The sliver of gray brightness beckoned me to focus out there. Through the window.
Yusef often beat me for staring out the windows, claiming I was letting my mind wander to places it shouldn’t. That I needed to concentrate on the present, on the man I would be given to so I could be his slave and whore to breed.
Nothing outside the window could matter to me, according to Yusef.
Yet, it was the one habit I couldn’t break.
Drawn to be a spectator of the real work out there, I couldn’t stop this compulsion to get a glimpse of the normal people out there.
It wasn’t only the open, dull sky that lured me to stare mindlessly this time. It wasn’t just the need to imagine such freedom and openness, the bite of fresh air to make me feel alive and not trapped.
But the bird’s eye.
The female pigeon had hopped closer. Standing on the edge of the windowsill, with her mate ever-present like the loving partner he was behind her, she ducked.

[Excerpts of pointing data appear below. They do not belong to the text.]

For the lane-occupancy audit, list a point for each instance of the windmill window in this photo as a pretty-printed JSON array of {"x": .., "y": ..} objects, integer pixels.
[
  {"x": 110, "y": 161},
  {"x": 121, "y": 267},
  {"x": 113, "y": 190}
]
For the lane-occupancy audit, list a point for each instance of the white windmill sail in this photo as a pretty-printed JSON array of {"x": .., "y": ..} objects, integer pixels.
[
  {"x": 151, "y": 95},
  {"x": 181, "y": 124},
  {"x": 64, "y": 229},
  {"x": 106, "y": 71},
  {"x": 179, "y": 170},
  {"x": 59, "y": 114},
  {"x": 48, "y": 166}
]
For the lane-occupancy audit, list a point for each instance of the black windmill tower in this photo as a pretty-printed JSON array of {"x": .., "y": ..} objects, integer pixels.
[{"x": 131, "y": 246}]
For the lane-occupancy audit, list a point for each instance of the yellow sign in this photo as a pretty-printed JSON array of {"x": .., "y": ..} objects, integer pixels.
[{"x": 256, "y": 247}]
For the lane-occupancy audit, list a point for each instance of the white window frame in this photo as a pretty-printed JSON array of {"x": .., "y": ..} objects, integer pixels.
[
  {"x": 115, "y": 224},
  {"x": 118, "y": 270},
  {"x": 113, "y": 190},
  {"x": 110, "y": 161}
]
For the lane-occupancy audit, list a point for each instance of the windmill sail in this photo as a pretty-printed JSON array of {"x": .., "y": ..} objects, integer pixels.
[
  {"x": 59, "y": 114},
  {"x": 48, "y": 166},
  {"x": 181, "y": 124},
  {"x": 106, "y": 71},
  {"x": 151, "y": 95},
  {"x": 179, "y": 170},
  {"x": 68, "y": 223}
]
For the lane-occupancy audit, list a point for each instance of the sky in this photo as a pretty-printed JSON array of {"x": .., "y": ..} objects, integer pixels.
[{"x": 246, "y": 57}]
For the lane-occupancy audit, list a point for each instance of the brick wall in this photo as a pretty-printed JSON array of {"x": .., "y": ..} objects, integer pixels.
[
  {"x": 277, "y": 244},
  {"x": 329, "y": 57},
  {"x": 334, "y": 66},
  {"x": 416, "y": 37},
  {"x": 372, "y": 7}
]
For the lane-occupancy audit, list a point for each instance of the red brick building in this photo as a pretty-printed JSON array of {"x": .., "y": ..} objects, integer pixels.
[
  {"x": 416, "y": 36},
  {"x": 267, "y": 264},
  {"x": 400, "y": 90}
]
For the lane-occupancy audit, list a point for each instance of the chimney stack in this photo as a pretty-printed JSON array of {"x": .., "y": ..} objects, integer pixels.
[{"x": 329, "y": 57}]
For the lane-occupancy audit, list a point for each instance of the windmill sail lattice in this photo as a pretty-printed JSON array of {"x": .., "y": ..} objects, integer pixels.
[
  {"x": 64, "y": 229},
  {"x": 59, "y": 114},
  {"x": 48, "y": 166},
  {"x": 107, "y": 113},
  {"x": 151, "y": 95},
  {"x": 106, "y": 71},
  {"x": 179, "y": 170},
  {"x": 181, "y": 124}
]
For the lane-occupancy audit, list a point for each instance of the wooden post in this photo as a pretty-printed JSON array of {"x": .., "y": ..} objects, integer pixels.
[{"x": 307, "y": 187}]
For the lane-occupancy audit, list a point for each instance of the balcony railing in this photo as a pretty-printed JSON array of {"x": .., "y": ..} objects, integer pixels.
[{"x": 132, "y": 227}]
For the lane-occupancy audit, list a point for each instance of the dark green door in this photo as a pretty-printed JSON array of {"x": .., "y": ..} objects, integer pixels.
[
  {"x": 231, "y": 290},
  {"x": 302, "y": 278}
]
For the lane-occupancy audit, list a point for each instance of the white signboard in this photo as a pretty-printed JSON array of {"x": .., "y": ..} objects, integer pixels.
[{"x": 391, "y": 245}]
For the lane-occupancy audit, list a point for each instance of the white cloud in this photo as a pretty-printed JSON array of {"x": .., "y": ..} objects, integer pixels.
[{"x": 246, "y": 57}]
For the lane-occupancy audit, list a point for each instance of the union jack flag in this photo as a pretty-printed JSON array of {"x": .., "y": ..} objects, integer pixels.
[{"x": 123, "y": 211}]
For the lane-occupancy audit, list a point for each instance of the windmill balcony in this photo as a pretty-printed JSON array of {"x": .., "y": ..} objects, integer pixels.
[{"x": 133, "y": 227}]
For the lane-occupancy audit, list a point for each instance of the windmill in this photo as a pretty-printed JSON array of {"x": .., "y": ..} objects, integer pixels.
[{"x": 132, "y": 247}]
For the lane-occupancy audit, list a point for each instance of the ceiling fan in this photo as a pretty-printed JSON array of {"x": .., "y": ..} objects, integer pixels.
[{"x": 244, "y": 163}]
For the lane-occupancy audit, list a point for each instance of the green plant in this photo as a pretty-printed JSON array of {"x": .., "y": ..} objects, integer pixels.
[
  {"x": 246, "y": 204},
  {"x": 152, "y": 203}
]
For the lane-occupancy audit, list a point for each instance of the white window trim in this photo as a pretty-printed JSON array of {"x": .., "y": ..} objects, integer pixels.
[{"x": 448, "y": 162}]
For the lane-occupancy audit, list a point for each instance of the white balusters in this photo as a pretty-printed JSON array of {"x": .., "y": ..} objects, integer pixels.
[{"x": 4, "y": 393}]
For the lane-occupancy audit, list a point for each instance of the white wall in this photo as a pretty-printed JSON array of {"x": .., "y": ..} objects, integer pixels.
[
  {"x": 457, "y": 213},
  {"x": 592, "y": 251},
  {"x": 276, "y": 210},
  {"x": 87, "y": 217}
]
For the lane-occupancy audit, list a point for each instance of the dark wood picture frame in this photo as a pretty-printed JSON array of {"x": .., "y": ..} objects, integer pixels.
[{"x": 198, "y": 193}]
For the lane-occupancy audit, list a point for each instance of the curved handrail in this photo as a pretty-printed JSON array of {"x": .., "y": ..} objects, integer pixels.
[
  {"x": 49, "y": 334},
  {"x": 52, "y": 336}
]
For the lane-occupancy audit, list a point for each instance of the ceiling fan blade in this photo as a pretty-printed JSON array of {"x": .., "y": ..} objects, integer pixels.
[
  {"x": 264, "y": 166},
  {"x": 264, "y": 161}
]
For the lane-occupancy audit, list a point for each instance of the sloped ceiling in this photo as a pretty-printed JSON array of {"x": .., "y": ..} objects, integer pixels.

Back and forth, she jerkily lowered her head to peer at me.
She blinked, then cocked her head to the side.
Something about her gaze locking on me jarred me from the panic.
Then she tapped her beak. It rapped against the windowpane.
Once, twice.
She stared again, as if beseeching me to see her.
As if summoning me to watch her. To heed her will.
Before I could move, beholden to stare back at the bird, she took off.
In a flurry of her dark wings lifting up and pushing the air down, she bent in her thin little legs and launched into the sky.
She was here one second, with her mate, then gone in the next.
Soaring through the sky, a blur of dark and gray feathers that contrasted the dull clouds that kissed the skyscrapers of the city, she was gone.
She took off.
Flying without any shackles.
Almost as if she were demonstrating what I knew I had to do.
Go.
Escape, Kali.
You need to go.
It was past time to envy a pigeon for her freedom and ability to choose her one mate for life.
It was time for me to escape this hellish imprisonment and get away before my brother could truly sell me off to a Mafia man.
Two months.
I stepped back from the window, stronger with this resolve that was a long-time coming.
I need to run.
Fisting my hands to vent the anger coiling inside me, I vowed that with all my might and until my last breath, I would.